零崎人識(ぜろざき・ひとしき) ――殺人鬼
畑山愛子(はたやま・あいこ)  ――先生

汀目俊希(みぎわめ・としき)  ――高校生


 

001

 

 

畑山愛子は先生である。もちろんそれは、研究所で何某かの分類を研究する専門家ではなく、小説家や漫画家に対して言うそれでもなく、いわゆる『学校の先生』を、幼い肉体ながらにして勤めていたのである。

 

尚、二十五歳である。

 

先生は畑山愛子の、かつて将来の夢であった職業であり、現実に夢を砕かれながらも、夢のような理想の教師像を一途に追い求め、その様はいっそ研究者にして専門家であった。

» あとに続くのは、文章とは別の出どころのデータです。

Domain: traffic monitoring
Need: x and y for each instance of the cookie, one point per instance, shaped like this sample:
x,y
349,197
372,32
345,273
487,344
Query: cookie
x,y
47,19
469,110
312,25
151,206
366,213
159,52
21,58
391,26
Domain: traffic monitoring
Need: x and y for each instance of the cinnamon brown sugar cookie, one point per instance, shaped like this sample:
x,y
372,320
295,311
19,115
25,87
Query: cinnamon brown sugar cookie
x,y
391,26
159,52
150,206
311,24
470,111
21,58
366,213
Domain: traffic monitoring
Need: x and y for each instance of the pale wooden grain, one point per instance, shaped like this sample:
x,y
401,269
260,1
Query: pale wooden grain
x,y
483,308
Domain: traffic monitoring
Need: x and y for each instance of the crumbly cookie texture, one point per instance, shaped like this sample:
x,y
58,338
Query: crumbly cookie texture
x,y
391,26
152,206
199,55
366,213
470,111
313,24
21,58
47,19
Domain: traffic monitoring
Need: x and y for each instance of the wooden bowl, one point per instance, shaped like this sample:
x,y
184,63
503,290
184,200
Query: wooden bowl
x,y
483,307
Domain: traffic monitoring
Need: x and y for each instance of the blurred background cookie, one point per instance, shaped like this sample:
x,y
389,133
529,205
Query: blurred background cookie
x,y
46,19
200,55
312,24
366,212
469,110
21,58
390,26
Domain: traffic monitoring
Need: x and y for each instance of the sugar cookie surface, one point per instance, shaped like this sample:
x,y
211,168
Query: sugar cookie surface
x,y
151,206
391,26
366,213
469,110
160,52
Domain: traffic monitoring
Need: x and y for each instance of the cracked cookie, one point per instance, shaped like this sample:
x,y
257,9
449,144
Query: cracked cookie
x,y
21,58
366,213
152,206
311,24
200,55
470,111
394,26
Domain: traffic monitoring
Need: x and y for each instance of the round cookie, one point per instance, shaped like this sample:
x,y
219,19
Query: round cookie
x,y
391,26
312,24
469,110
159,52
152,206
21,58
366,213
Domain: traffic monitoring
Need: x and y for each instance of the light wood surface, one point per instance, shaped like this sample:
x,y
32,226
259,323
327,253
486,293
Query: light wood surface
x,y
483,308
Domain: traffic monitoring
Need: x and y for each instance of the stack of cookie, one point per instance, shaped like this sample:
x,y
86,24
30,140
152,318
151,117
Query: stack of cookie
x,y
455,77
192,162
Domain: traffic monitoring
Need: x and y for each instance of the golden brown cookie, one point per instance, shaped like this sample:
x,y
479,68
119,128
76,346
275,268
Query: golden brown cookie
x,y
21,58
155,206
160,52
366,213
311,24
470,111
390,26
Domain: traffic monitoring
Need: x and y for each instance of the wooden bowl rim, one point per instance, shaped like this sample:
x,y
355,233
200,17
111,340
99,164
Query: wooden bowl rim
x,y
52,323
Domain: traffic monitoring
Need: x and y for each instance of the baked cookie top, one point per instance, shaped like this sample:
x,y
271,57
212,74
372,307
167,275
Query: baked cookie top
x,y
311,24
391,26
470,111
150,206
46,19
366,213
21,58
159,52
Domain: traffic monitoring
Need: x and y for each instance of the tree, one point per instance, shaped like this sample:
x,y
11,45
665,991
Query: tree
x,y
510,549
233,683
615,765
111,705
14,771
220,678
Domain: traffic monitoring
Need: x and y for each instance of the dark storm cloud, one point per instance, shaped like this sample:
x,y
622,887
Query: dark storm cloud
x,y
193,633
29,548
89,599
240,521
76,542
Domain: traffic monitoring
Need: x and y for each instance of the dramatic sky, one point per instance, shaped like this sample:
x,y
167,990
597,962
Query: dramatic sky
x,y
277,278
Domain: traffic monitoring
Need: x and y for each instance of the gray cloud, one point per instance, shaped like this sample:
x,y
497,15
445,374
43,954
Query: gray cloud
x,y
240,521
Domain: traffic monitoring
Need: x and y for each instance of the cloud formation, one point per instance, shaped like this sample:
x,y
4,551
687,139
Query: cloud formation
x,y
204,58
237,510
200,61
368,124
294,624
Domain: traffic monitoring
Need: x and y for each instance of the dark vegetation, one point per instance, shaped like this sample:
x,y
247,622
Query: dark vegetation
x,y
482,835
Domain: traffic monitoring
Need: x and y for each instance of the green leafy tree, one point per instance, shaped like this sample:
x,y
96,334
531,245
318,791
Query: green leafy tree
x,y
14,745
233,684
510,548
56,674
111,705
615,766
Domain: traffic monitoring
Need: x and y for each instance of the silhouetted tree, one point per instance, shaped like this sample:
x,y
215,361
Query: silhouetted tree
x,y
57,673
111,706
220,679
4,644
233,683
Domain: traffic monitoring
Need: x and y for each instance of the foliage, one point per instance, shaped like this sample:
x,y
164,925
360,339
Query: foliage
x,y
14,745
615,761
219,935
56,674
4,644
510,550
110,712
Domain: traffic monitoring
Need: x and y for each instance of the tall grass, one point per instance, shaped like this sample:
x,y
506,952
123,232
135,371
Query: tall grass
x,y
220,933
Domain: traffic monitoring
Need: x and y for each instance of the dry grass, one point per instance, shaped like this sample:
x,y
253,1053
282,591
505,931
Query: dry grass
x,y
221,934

夢に狂った専門家だった。

 

「――傑作だぜ」

 

だから。

言うなれば自身の夢を砕いた現実と対極に位置するような残酷な現実が目前に生じたとき――むしろ彼女は笑ってしまった。

その情景は理解の及ばない。

理解を遥かに超えていたからだ。

何せ――放課後の教室でのことである。

翌日の授業の準備をするために、使用する小教室にやって来て、資料を脇に挟んでドアを開けた、そのときである。

教室の中に――殺人鬼がいた。

スタイリッシュなサングラスを着用した、顔面刺青の少年――殺人鬼。

殺人鬼にして――愛子の教え子。

愛子よりちょっと高い程度の低い身長で、強靭さなどまるで感じさせない華奢な痩身――何も思わぬほどに見慣れた制服に、見慣れない安全靴。サイドを刈ったまだら色の長髪を後ろで束ねていて、晒された両耳、右には三連ピアス、左には携帯電話用のストラップが二つ、施されていた。

愛子の好む言い方ではないが、学生として相応しくない外見で、しかし注意もほぼ諦めていた格好で、しかしてそれすらもどうでもよかった。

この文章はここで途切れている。